President Barack Obama says China isn’t playing fair when it comes to the global trading of cars.
The president has accused the communist country of illegally subsidizing the exports of cars and car parts, thereby forcing American manufacturers to shift production overseas to compete.
“The key principle at stake is that China must play by the rules of the global trading system,” said a White House official was quoted as saying in the BBC.
Obama’s charge comes in advance of his Monday visit to Ohio, a key battleground state that figures to be pivotal to his re-election fight against Republican rival Mitt Romney. The president is expected to discuss the World Trade Organization action against China today when he visits the state that lists more than 50,000 workers employed in the car industry.
In excerpts of a speech released by the Obama campaign, the president is expected to say: “Today, my administration is launching new action against China – this one against illegal subsidies that encourage companies to ship auto parts manufacturing jobs overseas.
Almost immediately after President Obama’s plans were revealed, China requested formal negotiations with the U.S. over extra duties imposed on Chinese tire imports.
The U.S. passed tariffs on cheap Chinese imports in March, backdating them to 2006. The Chinese are now challenging that decision through the WTO.
Under WTO rules, China’s filing of its complaint has set the clock ticking on a 60-day period during which the United States can try to settle the dispute in bilateral talks. After that, China could ask the WTO to adjudicate.
Both sides figure to take cautious steps to avoid a trade war that could further damage their economies.
“Through consultation within the WTO trade dispute settlement mechanism, the Chinese side hopes the U.S. can correct its wrongdoing and properly deal with concerns from China,” said Shen Danyang, a spokesman for China’s Ministry of Commerce (MoC).
In the latest wrangle, the Obama administration claims that China’s “illegal subsidies” in the car sector totaled $1billion between 2009-11.
Obama believes that the subsidies encourage America to outsource cars and car parts production to China, with these products then exported into the U.S. or other nations.
“Export subsidies are prohibited under WTO rules because they are unfair and severely distort international trade,” said U.S. trade representative Ron Kirk in a statement.
China pledged to wipe out export subsidies when it joined the WTO in 2001.
The decision by the Obama administration comes on the heels of Romney’s accusation last week that the president was being too soft on China.

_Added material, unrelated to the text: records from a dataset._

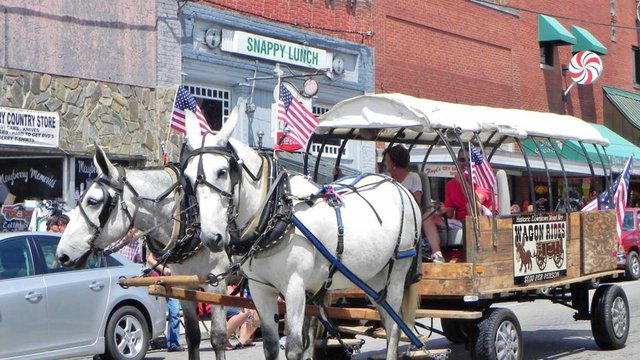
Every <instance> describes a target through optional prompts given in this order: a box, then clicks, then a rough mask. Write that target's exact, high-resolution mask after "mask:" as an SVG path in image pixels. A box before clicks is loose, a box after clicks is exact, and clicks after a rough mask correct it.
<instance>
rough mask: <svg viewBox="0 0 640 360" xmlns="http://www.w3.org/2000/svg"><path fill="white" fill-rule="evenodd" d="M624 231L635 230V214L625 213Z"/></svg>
mask: <svg viewBox="0 0 640 360" xmlns="http://www.w3.org/2000/svg"><path fill="white" fill-rule="evenodd" d="M622 230H627V231H628V230H633V212H631V211H625V212H624V220H622Z"/></svg>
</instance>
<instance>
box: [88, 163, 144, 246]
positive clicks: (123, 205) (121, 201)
mask: <svg viewBox="0 0 640 360" xmlns="http://www.w3.org/2000/svg"><path fill="white" fill-rule="evenodd" d="M116 170H117V171H118V177H117V180H116V181H113V179H111V178H109V177H107V176H105V175H104V174H101V175H99V176H97V177H96V178H95V179H93V183H94V184H96V185H97V186H98V187H99V188H100V190H102V194H103V199H104V201H103V202H104V204H106V205H105V206H103V207H102V210H100V214H99V215H98V224H96V223H95V222H94V221H92V220H91V219H90V218H89V215H88V214H87V212H86V210H85V209H84V207H83V206H82V202H83V200H84V198H85V196H87V194H88V193H89V191H85V193H84V194H83V195H82V197H81V198H80V200H79V201H78V209H80V214H81V215H82V217H83V218H84V220H85V221H86V222H87V224H89V226H90V227H91V228H92V229H93V234H92V235H91V238H90V239H89V247H90V251H92V252H97V251H101V250H104V249H100V248H98V247H96V245H95V242H96V240H97V239H98V237H99V236H100V232H101V231H102V228H103V227H104V226H105V225H106V223H107V220H109V217H110V216H111V213H112V212H113V210H114V209H115V208H116V206H117V205H118V202H119V203H120V208H121V209H122V210H123V211H124V213H125V214H126V215H127V217H128V218H129V221H130V224H129V228H131V226H133V219H134V216H135V214H133V215H132V214H131V212H130V211H129V208H128V207H127V203H126V202H125V201H124V187H125V185H127V186H128V187H129V188H131V189H132V190H133V191H134V194H135V193H136V192H135V190H134V189H133V188H132V187H131V184H130V183H129V182H128V181H127V178H126V176H125V175H120V168H116ZM122 172H123V173H124V172H125V171H124V169H122ZM108 189H112V190H114V191H115V196H111V193H110V192H109V190H108Z"/></svg>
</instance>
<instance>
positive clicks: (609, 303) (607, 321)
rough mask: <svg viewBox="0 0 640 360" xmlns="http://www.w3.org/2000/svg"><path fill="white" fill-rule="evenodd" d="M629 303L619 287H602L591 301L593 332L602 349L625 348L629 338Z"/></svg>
mask: <svg viewBox="0 0 640 360" xmlns="http://www.w3.org/2000/svg"><path fill="white" fill-rule="evenodd" d="M629 318H630V315H629V302H628V301H627V295H626V294H625V293H624V290H622V288H621V287H620V286H617V285H610V284H608V285H600V286H598V289H597V290H596V292H595V294H593V300H592V301H591V332H593V338H594V340H595V341H596V344H598V346H599V347H600V348H602V349H606V350H616V349H620V348H622V347H624V344H625V343H626V342H627V337H628V336H629Z"/></svg>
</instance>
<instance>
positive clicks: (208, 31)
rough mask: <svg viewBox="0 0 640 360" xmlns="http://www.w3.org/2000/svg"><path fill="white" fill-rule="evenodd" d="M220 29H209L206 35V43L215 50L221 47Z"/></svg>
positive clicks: (211, 28) (205, 39) (204, 42)
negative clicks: (219, 47) (220, 42)
mask: <svg viewBox="0 0 640 360" xmlns="http://www.w3.org/2000/svg"><path fill="white" fill-rule="evenodd" d="M220 41H221V40H220V29H215V28H209V29H207V31H205V33H204V43H205V44H207V46H208V47H210V48H212V49H215V48H217V47H218V46H220Z"/></svg>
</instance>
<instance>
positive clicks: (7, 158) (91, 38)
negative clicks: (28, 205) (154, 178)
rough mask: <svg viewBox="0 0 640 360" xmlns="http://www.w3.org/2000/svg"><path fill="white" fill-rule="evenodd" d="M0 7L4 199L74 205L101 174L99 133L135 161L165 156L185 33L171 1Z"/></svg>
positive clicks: (2, 154)
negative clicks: (178, 50) (93, 153)
mask: <svg viewBox="0 0 640 360" xmlns="http://www.w3.org/2000/svg"><path fill="white" fill-rule="evenodd" d="M0 7H2V10H3V11H2V15H0V37H1V38H2V39H5V41H4V42H3V45H2V46H0V134H1V136H0V187H1V189H0V197H2V198H1V199H0V202H1V203H3V205H9V204H10V203H23V202H24V201H25V200H45V199H46V200H58V201H65V202H66V203H67V204H68V206H73V205H74V203H75V200H76V199H77V198H78V196H79V194H80V193H81V192H82V190H84V188H86V186H87V184H88V182H89V181H90V179H91V178H93V177H94V176H95V175H96V171H95V168H94V166H93V162H92V157H93V153H94V148H93V145H94V143H96V144H99V145H101V146H102V147H103V148H105V150H106V151H107V153H108V154H109V156H110V157H112V158H113V159H114V160H117V161H118V162H120V163H122V164H131V165H159V164H160V163H161V153H160V148H161V142H162V141H167V142H168V143H169V148H173V149H174V151H177V150H175V149H177V148H178V145H177V144H179V139H178V137H177V136H175V135H173V134H170V133H169V126H168V124H169V118H168V116H169V115H168V114H170V112H171V108H172V104H173V97H174V93H175V88H174V87H175V85H176V84H178V83H179V82H180V69H181V60H180V57H179V56H177V57H176V56H175V51H174V52H171V49H179V46H180V42H181V34H180V23H179V20H178V16H177V4H176V3H175V2H174V1H161V0H158V1H144V0H136V1H98V0H89V1H82V2H77V1H65V0H54V1H49V2H46V3H42V2H39V1H14V0H7V1H4V2H3V4H2V5H1V6H0ZM170 135H171V136H170ZM5 218H6V217H5ZM18 220H19V219H18ZM14 223H15V222H14ZM14 225H15V224H14ZM8 226H9V225H8ZM11 226H13V225H11ZM16 229H21V228H20V227H17V228H16Z"/></svg>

The administration has already filed two other WTO complaints against China this year. The first accused Beijing of restricting exports of so-called rare earth metals that are used to make high-tech devices.
The U.S. has argued this has distorted the world economy by making it more expensive to make such goods outside China.
The second case accused Beijing of imposing anti-dumping duties on American cars exported to China, making them more expensive to buy, in a bid to protect local manufacturers.
Anti-dumping duties are used if a country thinks an item is priced lower than it costs to produce.